Re: [PATCH] fanotify: support custom default close response

Amir Goldstein <amir73il@xxxxxxxxx> · Mon, 14 Jul 2025 17:59:22 +0200

On Mon, Jul 14, 2025 at 9:02 AM Ibrahim Jirdeh <ibrahimjirdeh@xxxxxxxx> wrote:
>
> On 7/12/25, 1:08 AM, "Amir Goldstein" <amir73il@xxxxxxxxx <mailto:amir73il@xxxxxxxxx>> wrote:
>
> > Regarding the ioctl, it occured to me that it may be a foot gun.
> > Once the new group interrupts all the in-flight events,
> > if due to a userland bug, this is done without full collaboration
> > with old group, there could be nasty races of both old and new
> > groups responding to the same event, and with recyclable
> > ida response ids that could cause a real mess.
>
> Makes sense. I had only considered an "ideal" usage where the resend
> ioctl is synchronized. Sounds reasonable to provide stronger guarantees
> within the surfaced api.
>
> > If we implement the control-fd/queue-fd design, we would
> > not have this problem.
> > The ioctl to open an event-queue-fd would fail it a queue
> > handler fd is already open.
>
> I had a few questions around the control-fd/queue-fd api you outlined.
> Most basically, in the new design, do we now only allow reading events /
> writing responses through the issued queue-fd.
>

Correct.

The fanotify control fd is what keeps the group object alive
and it is used for fanotify_mark() and for the ioctl that generated
the queue-fd.

The queue-fd is for fanotify_read (events) and fanotify_write
(responses).

> > The control fd API means that when a *queue* fd is released,
> > events remain in pending state until a new queue fd is opened
> > and can also imply the retry unanswered behavior,
> > when the *control* fd is released.
>
> It may match what you are saying, but is it safe to simply trigger the
> retry unanswered flow for pending events (events that are read but not
> answered) on queue fd release.

Yes you are right. This makes sense.
I did not say this correctly. I wrote it more accurately.

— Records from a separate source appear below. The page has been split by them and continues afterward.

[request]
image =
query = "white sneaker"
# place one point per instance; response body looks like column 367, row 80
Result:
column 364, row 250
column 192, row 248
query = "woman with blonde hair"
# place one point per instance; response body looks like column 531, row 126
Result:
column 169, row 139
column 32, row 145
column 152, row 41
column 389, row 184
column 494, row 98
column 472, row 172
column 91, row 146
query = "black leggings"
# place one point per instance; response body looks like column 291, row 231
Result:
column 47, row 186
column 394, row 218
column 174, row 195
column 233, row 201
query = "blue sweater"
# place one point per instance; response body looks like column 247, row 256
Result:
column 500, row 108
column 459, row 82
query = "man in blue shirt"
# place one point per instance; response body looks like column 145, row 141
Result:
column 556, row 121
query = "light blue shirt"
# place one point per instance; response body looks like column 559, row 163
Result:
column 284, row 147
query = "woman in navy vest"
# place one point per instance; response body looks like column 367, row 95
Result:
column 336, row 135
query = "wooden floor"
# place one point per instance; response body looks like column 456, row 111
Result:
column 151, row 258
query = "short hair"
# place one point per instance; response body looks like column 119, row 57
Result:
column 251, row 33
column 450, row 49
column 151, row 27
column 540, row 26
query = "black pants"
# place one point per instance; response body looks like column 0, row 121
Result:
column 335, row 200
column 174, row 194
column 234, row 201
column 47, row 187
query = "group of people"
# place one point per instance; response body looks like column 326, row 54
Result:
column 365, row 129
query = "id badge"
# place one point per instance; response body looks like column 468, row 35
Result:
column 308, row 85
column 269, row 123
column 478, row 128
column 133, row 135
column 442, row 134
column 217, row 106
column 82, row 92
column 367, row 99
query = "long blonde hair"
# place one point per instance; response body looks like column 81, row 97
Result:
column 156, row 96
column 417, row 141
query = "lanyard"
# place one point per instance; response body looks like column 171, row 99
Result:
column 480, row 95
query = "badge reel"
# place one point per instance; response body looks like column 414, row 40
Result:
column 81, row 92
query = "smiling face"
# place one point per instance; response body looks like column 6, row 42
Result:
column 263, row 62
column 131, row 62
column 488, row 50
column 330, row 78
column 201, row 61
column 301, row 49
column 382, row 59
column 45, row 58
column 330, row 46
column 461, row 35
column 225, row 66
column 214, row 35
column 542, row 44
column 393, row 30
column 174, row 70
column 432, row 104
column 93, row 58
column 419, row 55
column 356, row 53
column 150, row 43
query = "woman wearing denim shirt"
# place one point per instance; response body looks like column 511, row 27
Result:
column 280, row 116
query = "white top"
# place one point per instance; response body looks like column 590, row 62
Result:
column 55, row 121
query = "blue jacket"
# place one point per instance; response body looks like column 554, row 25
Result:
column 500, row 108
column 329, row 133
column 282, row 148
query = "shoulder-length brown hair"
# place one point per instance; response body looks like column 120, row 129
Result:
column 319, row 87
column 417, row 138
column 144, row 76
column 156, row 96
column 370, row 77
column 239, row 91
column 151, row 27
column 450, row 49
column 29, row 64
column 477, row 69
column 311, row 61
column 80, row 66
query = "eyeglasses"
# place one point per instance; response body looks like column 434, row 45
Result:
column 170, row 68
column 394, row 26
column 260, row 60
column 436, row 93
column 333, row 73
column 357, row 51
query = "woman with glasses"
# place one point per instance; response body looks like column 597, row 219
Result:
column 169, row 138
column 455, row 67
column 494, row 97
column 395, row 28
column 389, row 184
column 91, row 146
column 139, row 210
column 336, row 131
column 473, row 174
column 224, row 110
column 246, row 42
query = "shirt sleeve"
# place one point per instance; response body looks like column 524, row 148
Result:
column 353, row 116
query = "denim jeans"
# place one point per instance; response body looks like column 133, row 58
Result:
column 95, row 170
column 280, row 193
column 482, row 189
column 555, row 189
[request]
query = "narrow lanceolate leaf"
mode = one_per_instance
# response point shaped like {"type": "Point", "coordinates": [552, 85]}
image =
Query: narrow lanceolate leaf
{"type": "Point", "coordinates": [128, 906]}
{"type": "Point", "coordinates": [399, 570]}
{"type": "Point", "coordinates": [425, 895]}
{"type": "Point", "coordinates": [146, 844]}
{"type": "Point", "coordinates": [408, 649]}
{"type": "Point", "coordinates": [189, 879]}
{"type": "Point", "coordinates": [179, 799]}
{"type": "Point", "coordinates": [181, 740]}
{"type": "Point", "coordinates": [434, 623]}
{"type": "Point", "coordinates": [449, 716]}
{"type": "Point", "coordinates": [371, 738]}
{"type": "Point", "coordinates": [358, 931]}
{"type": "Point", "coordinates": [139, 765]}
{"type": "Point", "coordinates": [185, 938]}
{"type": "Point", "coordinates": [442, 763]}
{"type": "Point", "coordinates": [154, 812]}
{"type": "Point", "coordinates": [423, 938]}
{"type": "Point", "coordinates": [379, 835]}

> And similarly the control fd release would
> just match the current release flow of allowing / resending all queued
> events + destroying group.

Yes, that allows a handover without a fd store.
- Start new group, setup marks, open queue fd, don't read from it
- Stop old group
- New group starts reading events (including the resent ones)

>
> And in terms of api usage does something like the following look
> reasonable for the handover:
>
> - Control fd is still kept in fd store just like current setup
> - Queue fd is not. This way on daemon restart/crash we will always resend
> any pending events via the queue fd release
> - On daemon startup always call ioctl to reissue a new queue fd
>

Yes. Exactly. sounds simple and natural.
There may be complications, but I do not see them yet.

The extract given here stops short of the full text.